Dorothy and the Wizard in Oz, the Violent and Scary Fourth Book of the Oz Series

The narration states that the Wizard “built the Emerald City and united the Munchkins, Gillikins, Quadlings and Winkies into one people” (191). In The Wonderful Wizard of Oz, the Wizard does claim he built the Emerald City and he does pretend to rule Oz, but in fact his power does not extend beyond the capital city. Dorothy, the Scarecrow, the Tin Woodman, and the Cowardly Lion are responsible for unifying the people into a stable federation, and later Ozma and Glinda are too (and maybe Jinjur, kind of). While Dorothy eliminated the Wicked Witches, the Wizard was hiding in his throne room. Though a powerful political figure stealing the credit from those who did the work is true to life. (If a history says a king built a city, remember that he didn’t—laborers did.)

I did not mention it in that post, but the backstory Glinda and Mombi furnish in The Marvelous Land of Oz contradicts the backstory in The Wonderful Wizard of Oz. It contradicts the backstory the Wizard and Ozma provide in Dorothy and the Wizard in Oz even more. In The Marvelous Land of Oz, the Emerald City predates the Wizard’s arrival. The Scarecrow is clear that Pastoria, the ruler who preceded the Wizard, specifically ruled the Emerald City: “The former King of this City, who was named Pastoria, lost the crown to the Wonderful Wizard” (185–186). In this book, Mombi also states that the Wizard did, in fact, know some real magic, when he clearly does not either in the original novel or in Dorothy and the Wizard in Oz: “He taught me all the magical tricks he knew. Some were good tricks, and some were only frauds” (270). If some were frauds, then some were genuine magic. In The Emerald City of Oz and later, Baum portrays the Wizard as learning real spells from Glinda so that he finally ends up as a real wizard, further complicating whatever his magical powers are.

Glinda states that the Wizard stole the throne from Pastoria and abducted Ozma: “[W]here she is I have tried in vain to discover. For the Wizard of Oz, when he stole the throne from Ozma’s father, hid the girl in some secret place; and by means of a magical trick with which I am not familiar he also managed to prevent her being discovered—even by so experienced a Sorceress as myself” (241). Mombi, imprisoned and under threat of death, later confirms this: “The Wizard brought me the girl Ozma, who was then no more than a baby, and begged me to conceal the child” (269). Mombi also repeats the point, as if to leave no doubt: “the child brought to me by the Wizard who stole her father’s throne. That is the rightful ruler of the Emerald City!” (270). Based on this, and certainly the Wizard’s violence and unflappable ego in Dorothy and the Wizard in Oz, the Wizard was a conniving man who conspired with Mombi to unjustly maneuver himself into power over the capital city.
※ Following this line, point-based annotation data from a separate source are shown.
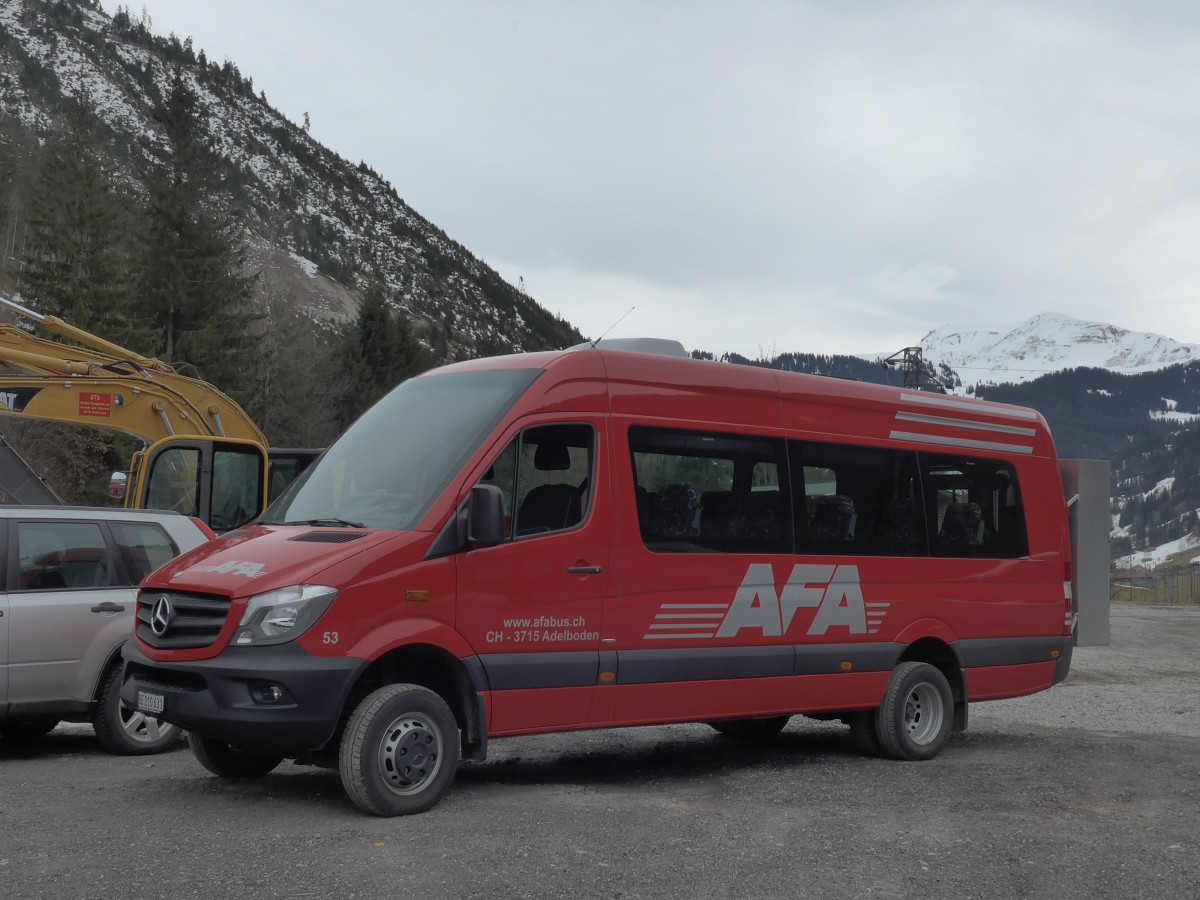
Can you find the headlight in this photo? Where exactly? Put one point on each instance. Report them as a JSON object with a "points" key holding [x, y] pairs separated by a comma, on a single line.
{"points": [[281, 616]]}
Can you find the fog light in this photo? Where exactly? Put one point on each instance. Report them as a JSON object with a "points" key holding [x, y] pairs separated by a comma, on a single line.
{"points": [[268, 693]]}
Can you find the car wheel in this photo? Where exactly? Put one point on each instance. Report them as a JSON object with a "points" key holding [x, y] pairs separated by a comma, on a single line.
{"points": [[400, 751], [229, 761], [916, 717], [126, 731]]}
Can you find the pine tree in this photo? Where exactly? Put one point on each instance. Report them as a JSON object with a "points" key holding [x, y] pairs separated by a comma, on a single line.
{"points": [[195, 288], [378, 352], [78, 245]]}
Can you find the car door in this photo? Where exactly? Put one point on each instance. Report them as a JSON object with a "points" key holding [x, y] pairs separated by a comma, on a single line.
{"points": [[532, 606], [65, 613]]}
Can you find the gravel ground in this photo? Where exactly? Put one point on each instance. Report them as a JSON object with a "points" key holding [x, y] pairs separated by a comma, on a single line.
{"points": [[1146, 681], [1090, 790]]}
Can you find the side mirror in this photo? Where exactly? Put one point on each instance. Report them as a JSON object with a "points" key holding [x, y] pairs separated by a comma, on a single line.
{"points": [[485, 516]]}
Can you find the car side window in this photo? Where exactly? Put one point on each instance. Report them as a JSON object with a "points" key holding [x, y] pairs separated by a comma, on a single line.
{"points": [[545, 477], [143, 546], [57, 556]]}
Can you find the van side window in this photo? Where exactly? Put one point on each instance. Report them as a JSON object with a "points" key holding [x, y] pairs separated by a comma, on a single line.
{"points": [[976, 508], [709, 492], [545, 479], [143, 546], [55, 556], [858, 501]]}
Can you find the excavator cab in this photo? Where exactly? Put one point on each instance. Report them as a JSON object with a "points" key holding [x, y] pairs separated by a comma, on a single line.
{"points": [[220, 481]]}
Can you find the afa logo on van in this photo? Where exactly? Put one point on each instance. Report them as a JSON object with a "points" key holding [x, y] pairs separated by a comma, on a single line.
{"points": [[832, 591]]}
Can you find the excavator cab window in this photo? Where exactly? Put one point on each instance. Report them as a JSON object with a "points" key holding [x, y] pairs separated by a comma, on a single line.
{"points": [[174, 481], [237, 489], [220, 483]]}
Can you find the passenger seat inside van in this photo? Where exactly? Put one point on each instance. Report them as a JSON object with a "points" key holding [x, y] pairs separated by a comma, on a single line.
{"points": [[550, 508]]}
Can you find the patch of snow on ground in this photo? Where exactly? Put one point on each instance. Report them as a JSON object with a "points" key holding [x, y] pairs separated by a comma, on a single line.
{"points": [[310, 268]]}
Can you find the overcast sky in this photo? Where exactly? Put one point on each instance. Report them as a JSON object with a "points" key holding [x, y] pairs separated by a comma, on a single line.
{"points": [[766, 177]]}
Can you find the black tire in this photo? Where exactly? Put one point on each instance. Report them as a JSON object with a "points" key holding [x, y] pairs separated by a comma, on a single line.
{"points": [[753, 729], [864, 732], [400, 751], [229, 761], [25, 731], [126, 731], [917, 714]]}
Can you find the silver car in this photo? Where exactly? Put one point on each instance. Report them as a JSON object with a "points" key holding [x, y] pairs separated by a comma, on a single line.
{"points": [[69, 597]]}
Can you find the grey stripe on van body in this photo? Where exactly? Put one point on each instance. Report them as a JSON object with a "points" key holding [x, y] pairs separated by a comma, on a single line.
{"points": [[526, 671], [981, 653]]}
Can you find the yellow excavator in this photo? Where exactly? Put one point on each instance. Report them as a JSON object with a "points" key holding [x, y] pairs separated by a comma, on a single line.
{"points": [[202, 455]]}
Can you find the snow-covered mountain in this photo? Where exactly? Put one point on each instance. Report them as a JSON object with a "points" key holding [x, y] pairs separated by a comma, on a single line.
{"points": [[1049, 342], [319, 228]]}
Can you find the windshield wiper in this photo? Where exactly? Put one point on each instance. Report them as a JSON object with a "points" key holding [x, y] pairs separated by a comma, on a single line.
{"points": [[327, 522]]}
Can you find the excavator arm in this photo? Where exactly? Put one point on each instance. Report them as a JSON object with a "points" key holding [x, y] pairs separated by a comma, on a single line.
{"points": [[102, 364], [205, 456]]}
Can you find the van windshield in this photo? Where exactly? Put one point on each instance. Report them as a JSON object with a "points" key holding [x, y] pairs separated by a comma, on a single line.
{"points": [[390, 465]]}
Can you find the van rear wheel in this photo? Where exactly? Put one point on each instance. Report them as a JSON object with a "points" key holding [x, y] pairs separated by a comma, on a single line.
{"points": [[917, 713], [400, 751]]}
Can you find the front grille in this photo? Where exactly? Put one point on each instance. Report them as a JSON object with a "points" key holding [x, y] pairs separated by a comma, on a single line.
{"points": [[193, 619]]}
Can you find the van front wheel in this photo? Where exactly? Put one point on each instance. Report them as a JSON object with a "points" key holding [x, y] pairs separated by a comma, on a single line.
{"points": [[917, 713], [400, 751]]}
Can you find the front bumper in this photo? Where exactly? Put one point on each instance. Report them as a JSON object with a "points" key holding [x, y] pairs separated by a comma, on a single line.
{"points": [[228, 699]]}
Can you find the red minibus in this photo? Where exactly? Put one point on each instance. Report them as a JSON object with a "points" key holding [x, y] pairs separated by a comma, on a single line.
{"points": [[609, 537]]}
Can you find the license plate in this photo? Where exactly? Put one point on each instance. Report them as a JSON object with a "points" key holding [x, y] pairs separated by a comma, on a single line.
{"points": [[149, 702]]}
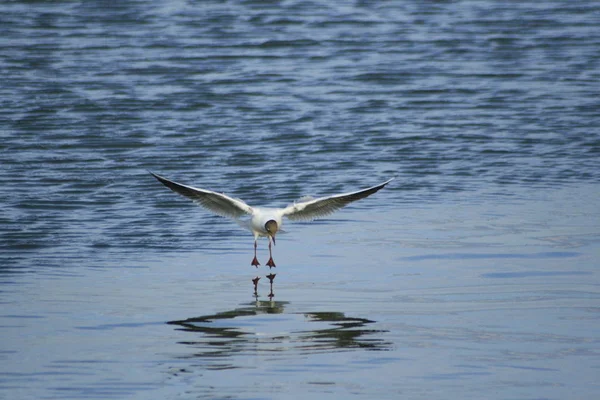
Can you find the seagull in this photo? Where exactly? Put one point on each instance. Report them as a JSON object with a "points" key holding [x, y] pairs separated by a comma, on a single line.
{"points": [[266, 222]]}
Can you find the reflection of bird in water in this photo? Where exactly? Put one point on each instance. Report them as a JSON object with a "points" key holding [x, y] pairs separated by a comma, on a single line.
{"points": [[266, 222], [218, 339]]}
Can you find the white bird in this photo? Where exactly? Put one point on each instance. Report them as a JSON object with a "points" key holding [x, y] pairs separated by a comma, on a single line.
{"points": [[267, 221]]}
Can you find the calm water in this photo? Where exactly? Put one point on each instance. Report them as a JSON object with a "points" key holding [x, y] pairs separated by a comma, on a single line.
{"points": [[472, 275]]}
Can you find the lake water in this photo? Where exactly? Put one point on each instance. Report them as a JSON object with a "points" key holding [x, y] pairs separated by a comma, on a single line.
{"points": [[472, 275]]}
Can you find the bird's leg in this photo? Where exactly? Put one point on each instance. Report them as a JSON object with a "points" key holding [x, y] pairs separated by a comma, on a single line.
{"points": [[255, 261], [270, 263], [271, 277], [255, 282]]}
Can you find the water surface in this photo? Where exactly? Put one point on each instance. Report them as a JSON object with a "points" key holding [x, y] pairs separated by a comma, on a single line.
{"points": [[472, 275]]}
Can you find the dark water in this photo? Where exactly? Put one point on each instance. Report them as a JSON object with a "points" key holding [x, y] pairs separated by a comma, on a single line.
{"points": [[473, 275]]}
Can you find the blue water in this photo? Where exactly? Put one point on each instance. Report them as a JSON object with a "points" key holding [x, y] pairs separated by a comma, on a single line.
{"points": [[472, 275]]}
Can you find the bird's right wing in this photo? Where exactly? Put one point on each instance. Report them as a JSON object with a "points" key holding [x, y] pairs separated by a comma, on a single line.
{"points": [[310, 209], [218, 203]]}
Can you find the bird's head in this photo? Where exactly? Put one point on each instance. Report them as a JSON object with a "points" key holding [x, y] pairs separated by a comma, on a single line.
{"points": [[271, 227]]}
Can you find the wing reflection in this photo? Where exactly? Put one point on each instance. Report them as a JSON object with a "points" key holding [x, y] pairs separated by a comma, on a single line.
{"points": [[264, 327]]}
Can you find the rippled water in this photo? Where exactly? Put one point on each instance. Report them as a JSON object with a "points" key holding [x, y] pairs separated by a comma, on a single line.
{"points": [[472, 275]]}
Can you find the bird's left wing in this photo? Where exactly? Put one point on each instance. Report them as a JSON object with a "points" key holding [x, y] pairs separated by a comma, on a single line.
{"points": [[218, 203], [310, 209]]}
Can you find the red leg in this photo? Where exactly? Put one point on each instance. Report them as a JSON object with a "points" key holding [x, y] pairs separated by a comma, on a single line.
{"points": [[270, 263], [255, 261]]}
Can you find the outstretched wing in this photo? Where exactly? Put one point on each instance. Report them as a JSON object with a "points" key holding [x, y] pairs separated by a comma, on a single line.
{"points": [[310, 209], [218, 203]]}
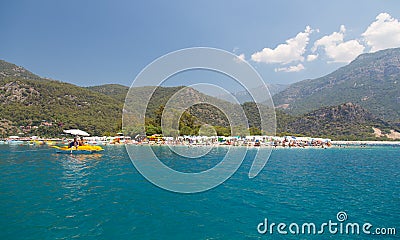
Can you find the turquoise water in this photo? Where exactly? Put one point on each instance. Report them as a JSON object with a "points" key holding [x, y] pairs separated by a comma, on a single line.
{"points": [[102, 196]]}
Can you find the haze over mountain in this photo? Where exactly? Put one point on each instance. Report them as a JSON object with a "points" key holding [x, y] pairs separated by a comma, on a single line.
{"points": [[372, 80], [244, 96], [29, 100]]}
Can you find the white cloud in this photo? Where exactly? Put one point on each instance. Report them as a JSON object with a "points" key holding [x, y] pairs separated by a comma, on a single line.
{"points": [[312, 57], [337, 49], [295, 68], [383, 33], [291, 51], [241, 57]]}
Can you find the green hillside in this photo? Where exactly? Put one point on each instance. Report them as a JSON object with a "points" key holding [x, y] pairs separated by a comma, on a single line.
{"points": [[116, 91], [344, 122], [35, 106], [372, 81], [31, 104]]}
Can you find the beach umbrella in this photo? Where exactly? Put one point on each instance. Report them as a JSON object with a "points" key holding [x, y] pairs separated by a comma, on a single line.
{"points": [[77, 132]]}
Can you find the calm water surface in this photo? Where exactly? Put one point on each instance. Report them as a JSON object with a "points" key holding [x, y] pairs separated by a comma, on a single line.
{"points": [[44, 195]]}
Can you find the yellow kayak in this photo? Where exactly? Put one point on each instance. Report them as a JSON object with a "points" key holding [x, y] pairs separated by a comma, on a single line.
{"points": [[79, 149]]}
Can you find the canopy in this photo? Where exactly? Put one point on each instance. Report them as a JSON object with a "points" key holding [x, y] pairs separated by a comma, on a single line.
{"points": [[77, 132]]}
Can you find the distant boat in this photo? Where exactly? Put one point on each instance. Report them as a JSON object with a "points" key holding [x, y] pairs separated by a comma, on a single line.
{"points": [[86, 149], [14, 140]]}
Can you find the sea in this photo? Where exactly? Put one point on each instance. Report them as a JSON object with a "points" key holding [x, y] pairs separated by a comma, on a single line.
{"points": [[45, 195]]}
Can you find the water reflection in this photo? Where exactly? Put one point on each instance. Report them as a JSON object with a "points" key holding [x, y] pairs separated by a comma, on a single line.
{"points": [[75, 175]]}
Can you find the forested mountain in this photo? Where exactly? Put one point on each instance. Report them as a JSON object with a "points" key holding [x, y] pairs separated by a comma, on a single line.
{"points": [[32, 105], [372, 81]]}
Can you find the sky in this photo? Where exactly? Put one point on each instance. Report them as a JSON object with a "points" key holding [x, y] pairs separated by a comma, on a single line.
{"points": [[97, 42]]}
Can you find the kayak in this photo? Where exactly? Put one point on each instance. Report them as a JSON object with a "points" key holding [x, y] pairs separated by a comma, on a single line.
{"points": [[78, 150]]}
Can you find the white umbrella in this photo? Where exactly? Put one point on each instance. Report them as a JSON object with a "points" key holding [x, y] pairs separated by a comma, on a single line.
{"points": [[77, 132]]}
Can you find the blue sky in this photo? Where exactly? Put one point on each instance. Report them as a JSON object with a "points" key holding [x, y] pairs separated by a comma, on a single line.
{"points": [[98, 42]]}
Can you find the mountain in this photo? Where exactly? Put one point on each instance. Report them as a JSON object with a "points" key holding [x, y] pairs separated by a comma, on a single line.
{"points": [[38, 106], [244, 96], [44, 107], [11, 70], [116, 91], [344, 122], [372, 81]]}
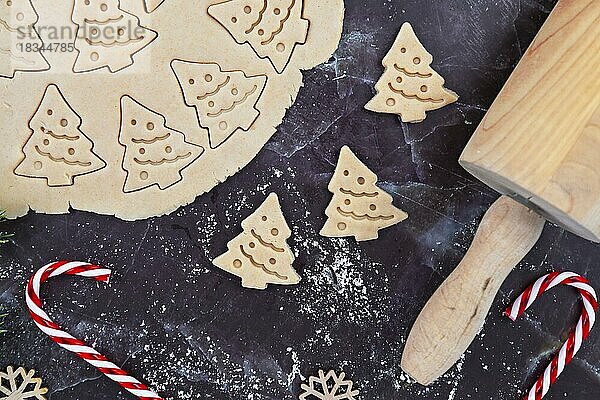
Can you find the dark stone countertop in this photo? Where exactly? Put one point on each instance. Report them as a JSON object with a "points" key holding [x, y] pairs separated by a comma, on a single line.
{"points": [[192, 332]]}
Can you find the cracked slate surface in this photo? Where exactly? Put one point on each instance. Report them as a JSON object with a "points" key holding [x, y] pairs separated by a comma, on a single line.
{"points": [[192, 332]]}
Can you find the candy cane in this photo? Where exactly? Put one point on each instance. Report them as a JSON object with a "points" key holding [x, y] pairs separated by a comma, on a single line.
{"points": [[582, 331], [68, 342]]}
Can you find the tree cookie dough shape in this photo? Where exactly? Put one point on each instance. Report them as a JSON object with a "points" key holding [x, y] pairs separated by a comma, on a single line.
{"points": [[110, 37], [57, 149], [16, 50], [260, 255], [328, 387], [272, 27], [225, 101], [154, 153], [18, 384], [409, 86], [152, 5], [359, 208]]}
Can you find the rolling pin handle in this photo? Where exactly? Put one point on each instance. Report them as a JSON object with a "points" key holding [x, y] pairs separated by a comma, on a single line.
{"points": [[457, 310]]}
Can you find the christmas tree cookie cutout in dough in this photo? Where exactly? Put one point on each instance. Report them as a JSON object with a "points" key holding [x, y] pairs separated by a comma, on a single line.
{"points": [[154, 153], [97, 48], [409, 86], [57, 150], [358, 208], [152, 5], [225, 101], [272, 27], [260, 255], [18, 39]]}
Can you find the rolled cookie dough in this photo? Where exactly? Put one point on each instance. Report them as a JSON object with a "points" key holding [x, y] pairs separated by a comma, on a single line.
{"points": [[141, 112]]}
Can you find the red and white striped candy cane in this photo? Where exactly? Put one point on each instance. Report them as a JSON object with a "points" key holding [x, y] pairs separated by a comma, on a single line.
{"points": [[581, 332], [68, 342]]}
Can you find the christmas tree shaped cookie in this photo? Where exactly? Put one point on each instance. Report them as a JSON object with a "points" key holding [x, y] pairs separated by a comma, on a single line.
{"points": [[409, 86], [110, 36], [57, 150], [19, 41], [358, 208], [272, 27], [260, 254], [154, 153], [152, 5], [225, 101]]}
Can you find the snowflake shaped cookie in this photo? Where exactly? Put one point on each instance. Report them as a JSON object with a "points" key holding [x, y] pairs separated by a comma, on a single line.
{"points": [[20, 385], [328, 387]]}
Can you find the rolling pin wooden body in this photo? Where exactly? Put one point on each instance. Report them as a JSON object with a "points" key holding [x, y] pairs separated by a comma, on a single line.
{"points": [[539, 144]]}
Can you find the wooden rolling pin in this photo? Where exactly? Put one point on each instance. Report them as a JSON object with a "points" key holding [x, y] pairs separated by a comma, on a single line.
{"points": [[539, 145]]}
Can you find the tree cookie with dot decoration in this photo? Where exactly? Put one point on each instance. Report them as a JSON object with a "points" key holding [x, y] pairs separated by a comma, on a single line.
{"points": [[154, 153], [359, 208], [97, 49], [57, 149], [409, 86], [260, 255], [225, 101], [272, 27]]}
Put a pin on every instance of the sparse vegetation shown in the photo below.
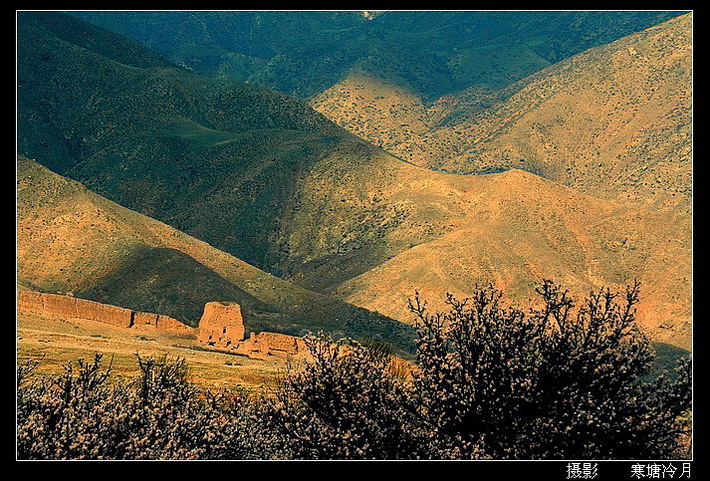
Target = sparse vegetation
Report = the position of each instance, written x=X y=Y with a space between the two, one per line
x=562 y=381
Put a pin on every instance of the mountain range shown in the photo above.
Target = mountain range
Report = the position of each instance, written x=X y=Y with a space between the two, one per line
x=157 y=188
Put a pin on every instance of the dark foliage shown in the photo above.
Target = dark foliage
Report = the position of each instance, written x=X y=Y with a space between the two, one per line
x=559 y=382
x=79 y=415
x=345 y=404
x=491 y=382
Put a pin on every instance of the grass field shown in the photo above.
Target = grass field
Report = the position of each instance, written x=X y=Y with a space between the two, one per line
x=57 y=341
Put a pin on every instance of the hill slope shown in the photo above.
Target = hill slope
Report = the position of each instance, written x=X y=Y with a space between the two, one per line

This has almost nothing to do with the backstory Ozma and the Wizard provide in Dorothy and the Wizard in Oz. (Though in every book so far, Ozma’s gender transition is mentioned and consistent.) During her first meeting with him, Ozma tells the Wizard, “Many years before you came here this Land was united under one Ruler, as it is now, and the Ruler’s name was always ‘Oz’, which means in our language ‘Great and Good’; or, if the Ruler happened to a woman, her name was always ‘Ozma’” (194). This implies there is an indigenous Oz language when everyone in all the fairy countries speaks and writes in English and is never hinted to have any other language. Ozma goes on to explain that “once upon a time” four Wicked Witches joined forces and overthrew her grandfather, not father, who was the ruler Oz. The name Pastoria does not appear.

Mombi was the Wicked Witch of the North and had enslaved three generations of Ozma’s family: her grandfather, her father, and then finally her, though Mombi, in addition to the imprisonment, for some reason turned her into a boy. However, by the time the Wizard had arrived, Mombi had been conquered by the Good Witch of the North, while Glinda had defeated the Wicked Witch of the South. Weirdly, unlike the other witches, Mombi was left alive and got to keep her magic powers.